Search code examples
phputf-8southeast-asian-languages

Undefined offsets and diacritical marks


I'm trying to parse Laotian text with utf8_ireplace and I'm getting an

undefined offset notice.

The one thing I can see is that there are diacritical marks. Would that cause that warning? Or can someone give me a clue of why it would always be Laotian (of 6 languages I'm processing)?

Is there a special way that Laotian and similar languages (such as Tibetan) should be handled differently with regard to utf8_replace? Is it a known issue that it raises notices with some characters in those languages?
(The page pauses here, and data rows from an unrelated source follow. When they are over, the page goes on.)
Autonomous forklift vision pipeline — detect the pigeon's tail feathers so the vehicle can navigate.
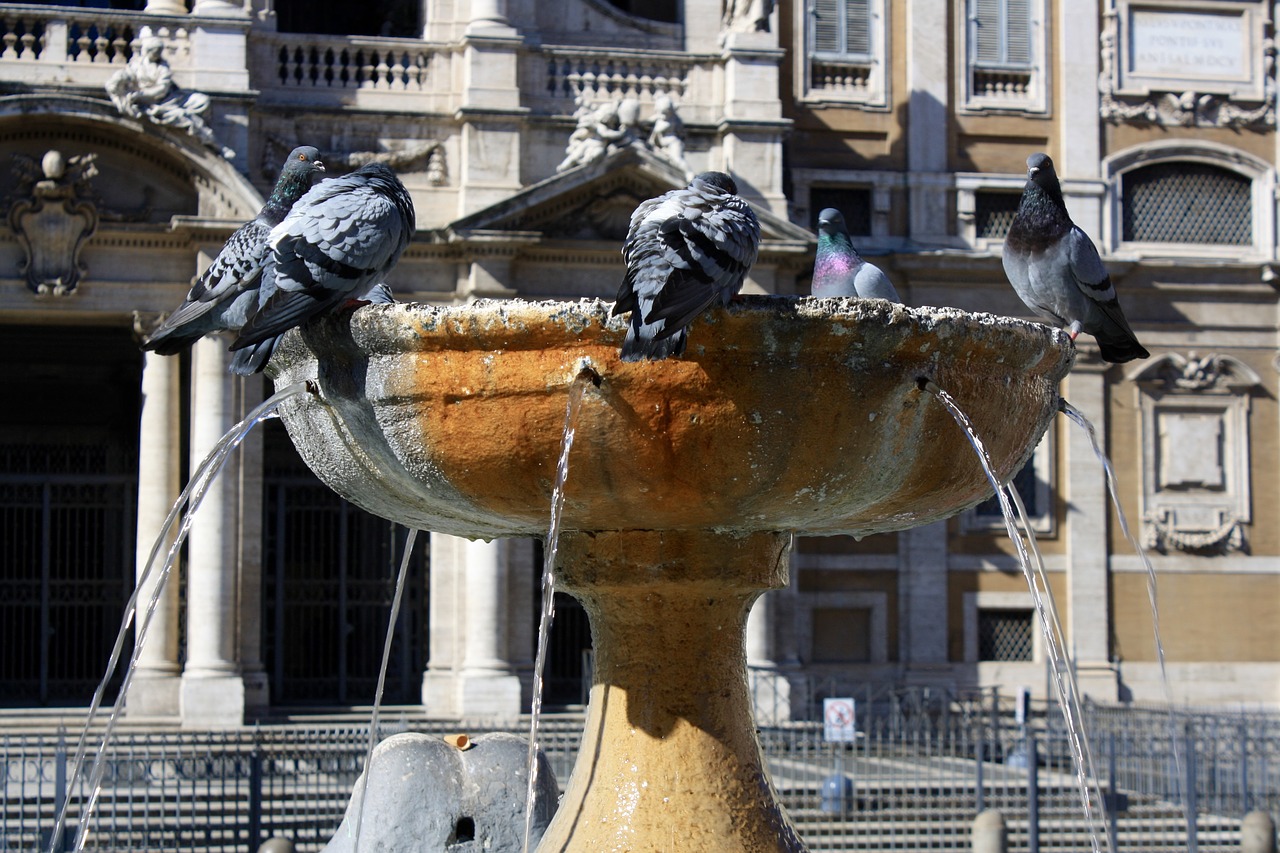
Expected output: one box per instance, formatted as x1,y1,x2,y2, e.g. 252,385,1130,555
227,336,280,377
232,291,342,351
142,327,205,355
1088,300,1151,364
622,317,689,361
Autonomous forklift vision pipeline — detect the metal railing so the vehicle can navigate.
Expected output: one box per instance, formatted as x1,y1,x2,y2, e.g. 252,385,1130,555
0,690,1280,853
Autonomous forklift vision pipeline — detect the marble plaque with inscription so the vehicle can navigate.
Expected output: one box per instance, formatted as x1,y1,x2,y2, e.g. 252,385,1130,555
1128,9,1252,82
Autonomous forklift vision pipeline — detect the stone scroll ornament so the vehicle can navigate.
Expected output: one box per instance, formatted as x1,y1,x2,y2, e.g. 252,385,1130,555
556,93,689,174
106,27,236,160
9,151,99,296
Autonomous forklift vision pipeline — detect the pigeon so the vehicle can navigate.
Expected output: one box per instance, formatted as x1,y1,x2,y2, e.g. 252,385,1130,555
612,172,760,361
142,145,324,355
813,207,902,304
1004,154,1151,364
232,163,415,373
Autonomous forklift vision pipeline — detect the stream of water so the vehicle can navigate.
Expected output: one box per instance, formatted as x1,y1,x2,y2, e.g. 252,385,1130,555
1059,400,1183,779
351,529,417,853
49,383,307,853
920,379,1102,853
522,366,600,853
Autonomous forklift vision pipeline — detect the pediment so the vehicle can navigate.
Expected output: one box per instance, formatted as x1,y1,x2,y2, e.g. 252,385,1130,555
447,149,817,246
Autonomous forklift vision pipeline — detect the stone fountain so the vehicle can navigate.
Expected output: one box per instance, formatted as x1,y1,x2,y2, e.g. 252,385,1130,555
270,297,1074,853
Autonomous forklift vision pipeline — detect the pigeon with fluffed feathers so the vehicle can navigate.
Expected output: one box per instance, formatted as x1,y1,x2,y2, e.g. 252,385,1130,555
613,172,760,361
142,145,325,355
810,207,902,302
232,163,416,371
1002,154,1151,364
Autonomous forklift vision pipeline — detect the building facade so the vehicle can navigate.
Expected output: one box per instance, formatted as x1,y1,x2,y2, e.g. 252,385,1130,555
0,0,1280,726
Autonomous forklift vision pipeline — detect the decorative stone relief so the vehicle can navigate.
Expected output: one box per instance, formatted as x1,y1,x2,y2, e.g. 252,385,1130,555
106,27,236,160
1098,3,1276,128
9,151,99,296
556,95,689,173
1129,352,1262,553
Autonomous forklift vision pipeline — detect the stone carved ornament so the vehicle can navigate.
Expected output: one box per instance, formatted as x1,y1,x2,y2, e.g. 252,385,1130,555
1130,352,1261,553
9,150,99,296
1098,13,1276,128
556,95,689,173
106,27,236,160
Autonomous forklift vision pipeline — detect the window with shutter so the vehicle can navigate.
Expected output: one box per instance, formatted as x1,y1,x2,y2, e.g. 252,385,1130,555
796,0,888,108
965,0,1046,111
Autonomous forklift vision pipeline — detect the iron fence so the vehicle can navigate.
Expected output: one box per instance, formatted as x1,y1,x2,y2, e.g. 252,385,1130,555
0,692,1280,853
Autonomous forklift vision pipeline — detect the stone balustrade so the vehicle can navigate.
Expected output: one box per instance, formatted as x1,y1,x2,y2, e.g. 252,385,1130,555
0,5,191,90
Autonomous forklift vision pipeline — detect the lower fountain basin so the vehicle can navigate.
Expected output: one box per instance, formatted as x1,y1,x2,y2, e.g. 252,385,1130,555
269,297,1074,537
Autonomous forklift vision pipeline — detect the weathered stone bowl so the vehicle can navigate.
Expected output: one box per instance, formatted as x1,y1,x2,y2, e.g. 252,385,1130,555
270,297,1074,853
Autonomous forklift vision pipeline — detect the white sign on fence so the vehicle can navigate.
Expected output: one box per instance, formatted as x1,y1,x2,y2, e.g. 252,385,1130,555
822,698,858,742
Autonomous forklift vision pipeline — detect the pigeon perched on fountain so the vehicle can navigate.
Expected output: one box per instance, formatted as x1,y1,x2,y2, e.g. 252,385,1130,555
142,145,324,355
1004,154,1151,364
613,172,760,361
812,207,902,304
232,163,415,374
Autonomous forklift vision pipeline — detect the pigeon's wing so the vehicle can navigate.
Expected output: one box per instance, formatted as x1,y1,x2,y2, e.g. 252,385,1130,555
1062,225,1116,302
645,197,760,332
143,219,270,355
232,172,413,350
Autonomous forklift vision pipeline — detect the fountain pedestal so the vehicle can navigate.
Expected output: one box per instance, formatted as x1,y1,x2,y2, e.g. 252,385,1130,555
275,297,1073,853
538,532,804,853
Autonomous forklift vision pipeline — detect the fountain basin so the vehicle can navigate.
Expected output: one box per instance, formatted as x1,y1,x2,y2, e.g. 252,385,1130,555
269,297,1074,853
270,297,1074,537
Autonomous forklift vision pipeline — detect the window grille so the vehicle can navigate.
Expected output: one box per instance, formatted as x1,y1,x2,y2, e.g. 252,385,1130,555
973,457,1047,519
809,187,872,237
812,0,872,59
978,610,1036,661
1121,163,1253,246
973,190,1023,240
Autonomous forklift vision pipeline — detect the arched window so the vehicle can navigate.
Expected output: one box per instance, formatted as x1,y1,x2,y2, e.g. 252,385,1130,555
1120,161,1253,246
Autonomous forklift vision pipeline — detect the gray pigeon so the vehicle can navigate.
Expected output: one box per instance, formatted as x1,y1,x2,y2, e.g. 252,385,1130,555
1004,154,1151,364
232,163,415,373
812,207,902,302
613,172,760,361
142,145,324,355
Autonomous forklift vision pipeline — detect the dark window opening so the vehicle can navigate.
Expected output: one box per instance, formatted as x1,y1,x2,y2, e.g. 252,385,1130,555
1121,163,1253,246
275,0,422,38
978,610,1036,661
973,190,1023,240
608,0,680,23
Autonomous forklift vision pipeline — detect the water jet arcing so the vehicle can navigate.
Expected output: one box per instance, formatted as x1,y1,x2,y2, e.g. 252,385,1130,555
270,297,1073,853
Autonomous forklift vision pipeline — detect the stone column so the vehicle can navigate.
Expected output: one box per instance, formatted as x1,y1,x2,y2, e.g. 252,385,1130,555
906,0,952,243
1064,355,1117,702
897,521,952,685
233,374,271,710
457,539,520,717
128,352,182,716
182,337,244,727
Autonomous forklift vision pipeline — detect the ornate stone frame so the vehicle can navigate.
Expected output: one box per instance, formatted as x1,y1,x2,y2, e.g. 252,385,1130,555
1128,352,1262,553
1098,0,1276,127
1098,140,1276,263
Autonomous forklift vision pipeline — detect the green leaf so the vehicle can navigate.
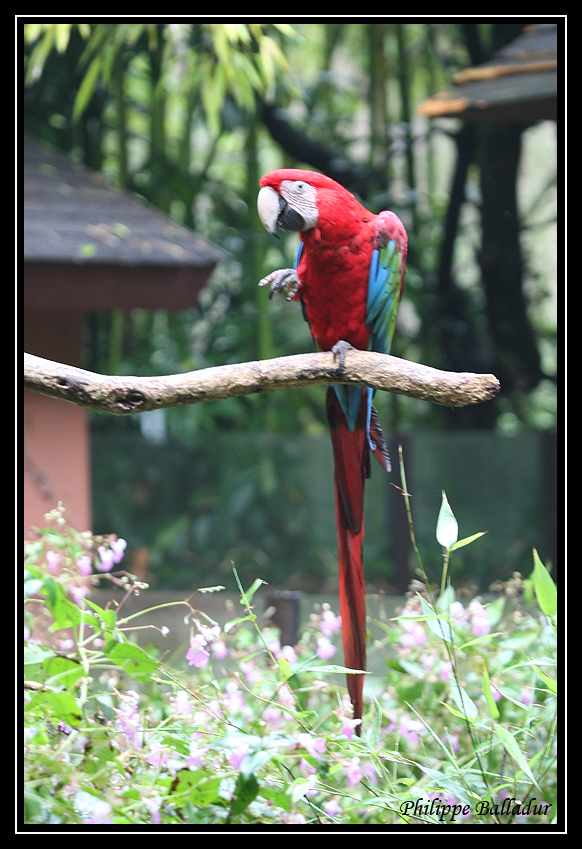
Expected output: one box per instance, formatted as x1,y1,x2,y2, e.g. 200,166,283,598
170,769,222,805
451,679,479,722
45,655,85,688
533,548,558,616
419,596,453,643
26,692,81,727
226,772,259,822
105,641,158,681
493,724,540,790
483,669,499,719
368,696,382,749
451,531,487,551
437,489,459,551
532,663,558,695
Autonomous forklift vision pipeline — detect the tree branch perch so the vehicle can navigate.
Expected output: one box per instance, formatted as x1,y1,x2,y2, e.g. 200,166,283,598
24,350,499,415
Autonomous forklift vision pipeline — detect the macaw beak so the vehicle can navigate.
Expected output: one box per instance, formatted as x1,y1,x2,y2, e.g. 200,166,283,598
257,186,305,239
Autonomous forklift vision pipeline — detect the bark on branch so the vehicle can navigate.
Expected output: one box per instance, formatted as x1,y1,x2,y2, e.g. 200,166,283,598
24,350,499,415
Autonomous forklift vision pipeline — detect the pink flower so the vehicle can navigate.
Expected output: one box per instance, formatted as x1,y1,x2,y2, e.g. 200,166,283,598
46,551,61,575
109,539,127,563
297,733,325,761
172,690,192,716
75,554,93,577
147,740,169,769
224,681,244,713
114,690,143,748
143,796,162,825
322,796,341,817
212,640,228,660
97,545,115,572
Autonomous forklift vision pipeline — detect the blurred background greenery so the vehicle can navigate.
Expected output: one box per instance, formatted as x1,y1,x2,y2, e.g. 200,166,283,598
23,18,557,592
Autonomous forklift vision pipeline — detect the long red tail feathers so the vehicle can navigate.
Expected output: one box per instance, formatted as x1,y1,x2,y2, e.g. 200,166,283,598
326,386,370,735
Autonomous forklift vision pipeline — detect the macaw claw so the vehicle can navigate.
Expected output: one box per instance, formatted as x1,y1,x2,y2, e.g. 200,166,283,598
331,339,354,371
259,268,301,301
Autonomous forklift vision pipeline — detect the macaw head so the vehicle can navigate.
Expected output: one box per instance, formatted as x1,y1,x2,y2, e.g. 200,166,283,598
257,168,359,236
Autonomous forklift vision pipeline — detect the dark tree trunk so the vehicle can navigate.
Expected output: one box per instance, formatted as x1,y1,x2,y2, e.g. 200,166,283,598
478,123,543,392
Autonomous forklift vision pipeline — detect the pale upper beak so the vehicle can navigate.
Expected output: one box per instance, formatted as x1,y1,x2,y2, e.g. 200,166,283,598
257,186,305,238
257,186,285,238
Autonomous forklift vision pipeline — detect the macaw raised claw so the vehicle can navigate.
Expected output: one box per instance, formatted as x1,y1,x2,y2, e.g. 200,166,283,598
257,168,408,733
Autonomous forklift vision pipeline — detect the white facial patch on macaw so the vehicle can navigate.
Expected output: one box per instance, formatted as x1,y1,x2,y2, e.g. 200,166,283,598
279,180,317,232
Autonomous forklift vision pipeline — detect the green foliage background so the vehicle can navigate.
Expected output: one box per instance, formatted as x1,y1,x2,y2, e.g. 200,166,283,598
22,18,557,584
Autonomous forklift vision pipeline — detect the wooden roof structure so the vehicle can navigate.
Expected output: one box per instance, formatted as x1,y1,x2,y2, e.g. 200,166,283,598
418,24,558,124
23,135,228,310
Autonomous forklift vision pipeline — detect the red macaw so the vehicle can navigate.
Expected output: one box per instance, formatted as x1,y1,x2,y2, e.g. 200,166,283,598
257,168,407,733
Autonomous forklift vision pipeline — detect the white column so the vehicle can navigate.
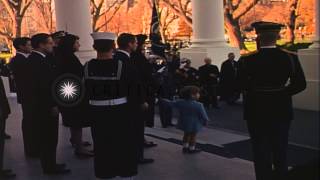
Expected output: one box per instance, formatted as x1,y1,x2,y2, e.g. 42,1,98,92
311,0,320,48
191,0,226,47
180,0,240,67
293,0,320,111
55,0,95,62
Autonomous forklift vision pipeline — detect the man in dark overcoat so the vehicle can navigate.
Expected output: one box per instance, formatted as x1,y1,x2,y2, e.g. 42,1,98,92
239,22,306,180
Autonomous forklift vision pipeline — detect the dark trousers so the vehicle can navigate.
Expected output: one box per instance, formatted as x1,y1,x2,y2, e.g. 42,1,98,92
159,100,172,128
0,115,6,171
201,85,218,107
37,110,59,171
136,116,145,160
144,97,156,128
248,120,290,180
21,103,39,157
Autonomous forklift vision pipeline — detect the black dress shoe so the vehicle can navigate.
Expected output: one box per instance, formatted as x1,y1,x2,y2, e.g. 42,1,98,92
188,149,201,154
74,151,94,158
143,142,158,148
56,163,67,169
25,153,40,159
4,133,11,139
138,158,154,165
43,164,71,175
82,141,92,147
182,148,189,154
0,169,16,179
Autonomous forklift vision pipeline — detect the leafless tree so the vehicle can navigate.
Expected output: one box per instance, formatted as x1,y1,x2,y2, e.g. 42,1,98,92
34,0,55,33
90,0,126,32
0,0,33,40
285,0,301,44
159,7,179,41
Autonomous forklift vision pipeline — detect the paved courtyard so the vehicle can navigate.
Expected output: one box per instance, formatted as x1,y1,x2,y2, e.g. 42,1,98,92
1,98,318,180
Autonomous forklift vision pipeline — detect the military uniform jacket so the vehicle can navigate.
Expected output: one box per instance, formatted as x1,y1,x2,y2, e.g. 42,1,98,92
199,64,219,86
239,48,306,122
0,77,10,121
113,50,147,106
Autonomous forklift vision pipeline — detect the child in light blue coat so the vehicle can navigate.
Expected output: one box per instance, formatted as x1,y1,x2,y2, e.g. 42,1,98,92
162,86,209,154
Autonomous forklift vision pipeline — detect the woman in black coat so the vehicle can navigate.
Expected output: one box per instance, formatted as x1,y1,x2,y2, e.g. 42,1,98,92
56,34,93,157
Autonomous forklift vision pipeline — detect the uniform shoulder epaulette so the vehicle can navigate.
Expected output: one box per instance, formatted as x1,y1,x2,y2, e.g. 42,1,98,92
241,51,258,57
280,48,298,55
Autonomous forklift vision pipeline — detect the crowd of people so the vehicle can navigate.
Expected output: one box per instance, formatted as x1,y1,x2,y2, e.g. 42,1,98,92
0,20,306,180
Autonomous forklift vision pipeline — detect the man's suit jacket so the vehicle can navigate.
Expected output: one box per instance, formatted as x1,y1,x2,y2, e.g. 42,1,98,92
28,52,56,110
9,53,30,104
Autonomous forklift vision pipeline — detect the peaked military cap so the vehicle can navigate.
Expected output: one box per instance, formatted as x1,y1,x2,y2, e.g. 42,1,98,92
251,21,284,33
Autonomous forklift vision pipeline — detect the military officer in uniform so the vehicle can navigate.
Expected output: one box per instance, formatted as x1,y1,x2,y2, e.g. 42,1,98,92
9,37,39,158
199,58,219,108
0,74,15,179
178,59,199,86
27,33,70,175
239,22,306,180
84,32,138,179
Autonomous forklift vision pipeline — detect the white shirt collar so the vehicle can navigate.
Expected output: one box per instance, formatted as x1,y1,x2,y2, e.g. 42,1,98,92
118,49,130,57
260,46,277,49
33,50,46,58
16,51,30,58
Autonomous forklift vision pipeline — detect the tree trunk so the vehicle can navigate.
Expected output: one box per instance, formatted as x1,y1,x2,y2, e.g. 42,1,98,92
225,15,247,50
287,24,295,44
15,15,23,37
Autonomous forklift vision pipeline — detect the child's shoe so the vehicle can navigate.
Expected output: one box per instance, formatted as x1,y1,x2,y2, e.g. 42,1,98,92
182,147,189,154
188,148,201,154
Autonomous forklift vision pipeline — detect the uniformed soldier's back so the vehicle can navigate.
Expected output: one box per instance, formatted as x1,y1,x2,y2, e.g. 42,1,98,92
244,48,295,87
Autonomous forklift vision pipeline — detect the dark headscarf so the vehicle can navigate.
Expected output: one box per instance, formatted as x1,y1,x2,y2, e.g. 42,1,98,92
57,34,79,54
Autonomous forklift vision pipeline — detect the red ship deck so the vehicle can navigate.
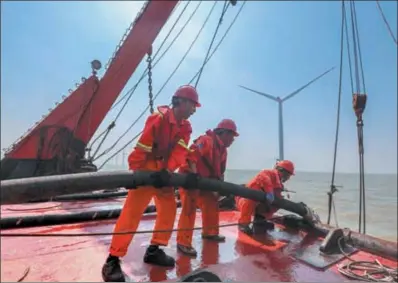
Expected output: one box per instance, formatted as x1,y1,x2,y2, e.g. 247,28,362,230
1,201,397,282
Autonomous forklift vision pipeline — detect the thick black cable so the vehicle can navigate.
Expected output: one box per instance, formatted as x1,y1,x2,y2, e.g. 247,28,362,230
344,4,354,93
90,1,194,156
327,0,345,224
93,2,202,161
195,0,231,88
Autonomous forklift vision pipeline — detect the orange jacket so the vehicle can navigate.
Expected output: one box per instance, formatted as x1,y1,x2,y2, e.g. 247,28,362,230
235,169,283,219
128,106,192,172
181,130,227,179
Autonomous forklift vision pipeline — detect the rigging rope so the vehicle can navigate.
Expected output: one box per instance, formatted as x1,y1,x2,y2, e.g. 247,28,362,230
195,0,231,88
376,0,398,45
94,1,217,164
88,1,194,160
91,1,202,161
99,0,246,169
327,0,345,227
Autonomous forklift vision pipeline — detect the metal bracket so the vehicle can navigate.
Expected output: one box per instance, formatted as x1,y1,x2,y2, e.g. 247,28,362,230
294,229,357,270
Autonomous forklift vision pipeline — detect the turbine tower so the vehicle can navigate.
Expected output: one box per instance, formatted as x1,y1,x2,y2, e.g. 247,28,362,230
239,67,335,160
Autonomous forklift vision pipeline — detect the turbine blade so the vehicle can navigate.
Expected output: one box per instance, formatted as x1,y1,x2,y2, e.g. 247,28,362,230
239,85,278,101
282,67,336,101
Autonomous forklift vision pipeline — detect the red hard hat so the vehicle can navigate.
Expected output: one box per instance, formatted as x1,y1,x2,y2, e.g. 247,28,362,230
216,119,239,137
173,85,201,107
276,160,294,175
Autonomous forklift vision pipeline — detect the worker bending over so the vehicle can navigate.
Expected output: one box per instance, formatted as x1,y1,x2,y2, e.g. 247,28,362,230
177,119,239,256
235,160,294,234
102,85,200,282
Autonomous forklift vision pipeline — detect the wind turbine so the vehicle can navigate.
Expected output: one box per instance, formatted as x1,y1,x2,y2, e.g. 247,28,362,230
239,67,335,160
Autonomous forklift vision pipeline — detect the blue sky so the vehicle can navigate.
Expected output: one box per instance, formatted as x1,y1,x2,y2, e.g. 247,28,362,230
1,1,397,173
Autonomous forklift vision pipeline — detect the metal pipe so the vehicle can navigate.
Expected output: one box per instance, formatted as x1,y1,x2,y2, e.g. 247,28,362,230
0,171,398,259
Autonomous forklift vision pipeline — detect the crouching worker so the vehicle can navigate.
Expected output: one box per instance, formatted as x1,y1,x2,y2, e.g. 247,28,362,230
177,119,239,256
235,160,294,234
102,85,200,282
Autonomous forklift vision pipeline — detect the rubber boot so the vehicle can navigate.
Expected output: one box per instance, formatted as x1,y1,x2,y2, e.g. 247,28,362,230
177,244,198,257
102,255,126,282
144,245,175,267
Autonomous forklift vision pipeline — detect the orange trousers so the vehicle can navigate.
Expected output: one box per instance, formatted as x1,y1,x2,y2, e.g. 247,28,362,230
109,164,177,257
177,188,219,247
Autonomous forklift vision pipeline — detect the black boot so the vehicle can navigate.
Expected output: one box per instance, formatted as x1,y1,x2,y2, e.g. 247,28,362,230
253,214,275,234
144,245,175,267
202,235,225,242
102,255,126,282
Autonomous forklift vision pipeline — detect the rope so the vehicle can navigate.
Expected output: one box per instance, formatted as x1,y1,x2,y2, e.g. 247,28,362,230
0,216,285,237
337,237,398,282
327,0,345,227
93,2,205,161
376,0,398,45
99,0,246,169
195,0,231,88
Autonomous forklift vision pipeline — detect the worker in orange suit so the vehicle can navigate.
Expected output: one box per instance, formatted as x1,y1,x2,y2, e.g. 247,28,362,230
235,160,294,234
177,119,239,256
102,85,200,282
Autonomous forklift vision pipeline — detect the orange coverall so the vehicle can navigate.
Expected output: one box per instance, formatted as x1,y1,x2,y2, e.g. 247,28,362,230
110,106,192,257
177,130,227,247
235,169,283,225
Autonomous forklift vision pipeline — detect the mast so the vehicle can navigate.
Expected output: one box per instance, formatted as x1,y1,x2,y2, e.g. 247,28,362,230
1,1,178,180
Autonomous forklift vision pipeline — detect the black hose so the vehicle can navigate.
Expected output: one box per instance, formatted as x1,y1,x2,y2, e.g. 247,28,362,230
0,171,397,258
0,170,307,216
0,202,181,230
29,191,127,203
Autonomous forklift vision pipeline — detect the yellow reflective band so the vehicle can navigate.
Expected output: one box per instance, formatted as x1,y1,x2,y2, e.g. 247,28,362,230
178,139,193,152
137,142,152,152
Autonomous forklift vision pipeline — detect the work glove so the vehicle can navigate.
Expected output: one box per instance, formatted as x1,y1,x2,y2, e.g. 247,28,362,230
238,224,254,235
266,193,275,204
150,169,171,188
300,202,321,223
Are diacritcals the issue or something else? Does anyone know how not to get notices besides turning off notice reporting?

Update: Actually me add that in Laotian there are no spaces between words so you have to separate the strings of characters, and that's what I am using utf8_replace for, but it's failing for Laotian even though it seems to work for Thai for example. So it's really I'm trying to break up strings of characters but for some reason the offsets are undefined. Tibetan also seems to have problems e.g. "ས"

Update

Here is the central question: Why is it that I get notices using utf8_replace on some words in Laotian?

(Joomla)

// Iterate through the terms and test if they contain the relevant characters.
for ($i = 0, $n = count($terms); $i < $n; $i++)
{
    $charMatches = array();
    if ($lang === 'zh')
    {
        $charCount = preg_match_all('#[\x{4E00}-\x{9FCF}]#mui', $terms[$i], $charMatches);
    }

    elseif ($lang === 'ja')
    {
        // Kanji (Han), Katakana and Hiragana are each checked
        $charCount = preg_match_all('#[\x{4E00}-\x{9FCF}]#mui', $terms[$i], $charMatches);
        $charCount += preg_match_all('#[\x{3040–\x{309F}]#mui', $terms[$i], $charMatches);
        $charCount += preg_match_all('#[\x{30A0}-\x{30FF}]#mui', $terms[$i], $charMatches);
    }
    elseif ($lang === 'th')
    {
        $charCount = preg_match_all('#[\x{0E00}-\x{0E7F}]#mui', $terms[$i], $charMatches);
    }
    elseif ($lang === 'km')
    {
        $charCount = preg_match_all('#[\x{1780}-\x{17FF}]#mui', $terms[$i], $charMatches);
    }
    elseif ($lang === 'lo')
    {
        $charCount = preg_match_all('#[\x{0E80}-\x{30EFF}]#mui', $terms[$i], $charMatches);
    }
    elseif ($lang === 'my')
    {
        $charCount = preg_match_all('#[\x{1000}-\x{109F}]#mui', $terms[$i], $charMatches);
    }
    elseif ($lang === 'bo')
    {
        $charCount = preg_match_all('#[\x{0F00}-\x{0FFF}]#mui', $terms[$i], $charMatches);
    }
    // Split apart any groups of characters.
    for ($j = 0; $j < $charCount; $j++)
    {
        if (isset($charMatches[0][$j]))
        {
            $tSplit = JString::str_ireplace($charMatches[0][$j], '', $terms[$i], null);

            if (!empty($tSplit))
            {
                $terms[$i] = $tSplit;
            }
            else
            {
                unset($terms[$i]);
            }

            $terms[] = $charMatches[0][$j];
        }
    }
}

// Reset array keys.
$terms = array_values($terms);

Solution

  • I think the offset error could refer to the regex used in preg_match. I've tested the regex for 'lo' using regex101.com and it returns this error:

    \x{30EFF} Character offset is too large. Reduce it to 4 hexadecimal characters or enable UTF-16 (u-modifier)

    The other regexes tested just fine.